Open Problems, Research Questions and Future Direction
Open problem clusters and useful starting papers:
- Cross-architecture generalization - GLaD, Towards Mitigating Architecture Overfitting in Dataset Distillation, Improve Cross-Architecture Generalization on Dataset Distillation, Boosting Cross-Architecture Generalization, Prioritize Alignment in Dataset Distillation, Dataset Distillation for Pre-Trained Self-Supervised Vision Models, and PRISM: Diversifying Dataset Distillation by Decoupling Architectural Priors.
- Scaling laws, compression limits, and evaluation protocols - DC-BENCH, TESLA, SRe2L, Curriculum Data Synthesis, Elucidating the Design Space of Dataset Condensation, DD-Ranking: Rethinking the Evaluation of Dataset Distillation, Rectified Decoupled Dataset Distillation, and Dataset Distillation as Data Compression.
- What should be matched? - gradients, features, distributions, trajectories, curvature, attention, quantiles, optimal transport, spectra, and teacher outputs are all active candidates. Compare Gradient Matching, Distribution Matching, MTT, DataDAM, M3D, Neural Characteristic Function, OPTICAL, and Linear Gradient Matching.
- Foundation-model-era DD - how to distill for pretrained SSL, CLIP/VLMs, LLMs, and multimodal models rather than training small ConvNets from scratch. Start with Vision-Language Dataset Distillation, Self-Supervised Dataset Distillation for Transfer Learning, Dataset Distillation via Knowledge Distillation, Dataset Distillation for Pre-Trained Self-Supervised Vision Models, Synthetic Text Generation for Training Large Language Models via Gradient Matching, and Multimodal Dataset Distillation Made Simple by Prototype-Guided Data Synthesis.
- Generative priors vs direct optimization - diffusion, GAN, flow, and autoregressive priors improve realism and scalability, but can introduce generator bias. Start with GLaD, D4M, Taming Diffusion, Unlocking Dataset Distillation with Diffusion Models, CoDA, Learnability-Guided Diffusion, and Path-Guided Flow Matching.
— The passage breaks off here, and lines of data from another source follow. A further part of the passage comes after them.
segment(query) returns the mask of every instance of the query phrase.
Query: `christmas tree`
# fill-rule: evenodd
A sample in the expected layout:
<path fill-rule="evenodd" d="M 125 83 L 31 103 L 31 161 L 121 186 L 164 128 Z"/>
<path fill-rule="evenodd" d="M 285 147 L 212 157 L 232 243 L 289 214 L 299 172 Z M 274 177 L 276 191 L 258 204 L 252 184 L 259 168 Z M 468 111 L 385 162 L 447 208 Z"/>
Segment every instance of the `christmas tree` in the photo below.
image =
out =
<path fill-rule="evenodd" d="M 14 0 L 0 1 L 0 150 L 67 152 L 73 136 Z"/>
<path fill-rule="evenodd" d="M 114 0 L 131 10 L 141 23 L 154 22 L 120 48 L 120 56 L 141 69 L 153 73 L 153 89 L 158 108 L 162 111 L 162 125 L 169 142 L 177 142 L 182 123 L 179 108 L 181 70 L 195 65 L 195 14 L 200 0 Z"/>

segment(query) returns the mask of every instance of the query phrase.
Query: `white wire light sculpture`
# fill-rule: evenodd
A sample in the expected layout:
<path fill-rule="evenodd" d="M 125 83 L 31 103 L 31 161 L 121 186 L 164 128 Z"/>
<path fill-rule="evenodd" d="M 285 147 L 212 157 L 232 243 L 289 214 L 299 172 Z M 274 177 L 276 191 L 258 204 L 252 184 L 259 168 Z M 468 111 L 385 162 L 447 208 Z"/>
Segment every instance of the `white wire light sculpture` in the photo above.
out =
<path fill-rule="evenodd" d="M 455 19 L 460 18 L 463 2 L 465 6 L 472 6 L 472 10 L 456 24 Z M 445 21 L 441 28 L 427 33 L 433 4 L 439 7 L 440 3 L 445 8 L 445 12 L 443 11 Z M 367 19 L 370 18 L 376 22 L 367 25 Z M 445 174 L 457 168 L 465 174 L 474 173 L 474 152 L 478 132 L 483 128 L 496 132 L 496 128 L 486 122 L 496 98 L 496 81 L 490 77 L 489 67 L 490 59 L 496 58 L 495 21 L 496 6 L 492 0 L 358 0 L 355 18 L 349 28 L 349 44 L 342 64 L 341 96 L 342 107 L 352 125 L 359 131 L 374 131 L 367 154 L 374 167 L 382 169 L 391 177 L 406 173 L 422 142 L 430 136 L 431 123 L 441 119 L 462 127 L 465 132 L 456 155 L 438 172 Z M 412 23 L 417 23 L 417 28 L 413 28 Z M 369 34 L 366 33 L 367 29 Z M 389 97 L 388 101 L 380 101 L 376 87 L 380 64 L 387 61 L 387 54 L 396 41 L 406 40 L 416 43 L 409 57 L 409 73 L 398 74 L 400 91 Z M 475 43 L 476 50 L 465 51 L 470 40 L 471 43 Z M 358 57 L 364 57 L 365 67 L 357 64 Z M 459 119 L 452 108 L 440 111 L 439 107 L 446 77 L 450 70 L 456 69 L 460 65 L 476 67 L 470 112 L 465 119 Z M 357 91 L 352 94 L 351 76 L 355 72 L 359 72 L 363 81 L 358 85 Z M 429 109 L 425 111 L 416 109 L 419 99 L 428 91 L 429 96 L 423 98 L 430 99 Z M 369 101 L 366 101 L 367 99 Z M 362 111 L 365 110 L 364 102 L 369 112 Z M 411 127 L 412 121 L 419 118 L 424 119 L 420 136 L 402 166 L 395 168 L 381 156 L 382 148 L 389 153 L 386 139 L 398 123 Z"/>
- Distribution shift, bias, fairness, privacy, and robustness - important because DD can look good on average accuracy while leaking, biasing, backdooring, or failing under shift. Start with Mitigating Bias, FairDD, Distilling Long-tailed Datasets, Privacy for Free, No Free Lunch in Privacy for Free, Differentially Private Dataset Condensation, BEARD, and DD-RobustBench.
- Beyond static image classification - graph, text, video, RL, time series, object detection, point cloud, medical, and federated DD each changes the definition of "small synthetic dataset." Start with Graph Condensation, DiLM, Video Set Distillation, Dataset Distillation for Offline Reinforcement Learning, Dataset Condensation for Time Series Classification, Fetch and Forge, Point Cloud Dataset Distillation, Image Distillation for Safe Data Sharing in Histopathology, and FedDM.
- Interpretability of distilled data - DD can be used as a microscope for the training algorithm, but it is unclear whether it reveals dataset semantics, architecture priors, shortcut features, or teacher leakage. Start with What is Dataset Distillation Learning?, Dataset Distillation for Pre-Trained Self-Supervised Vision Models, Understanding Dataset Distillation via Spectral Filtering, Dataset Distillation Efficiently Encodes Low-Dimensional Representations, Dataset Distillation for Memorized Data, and Rethinking Dataset Distillation: Hard Truths about Soft Labels.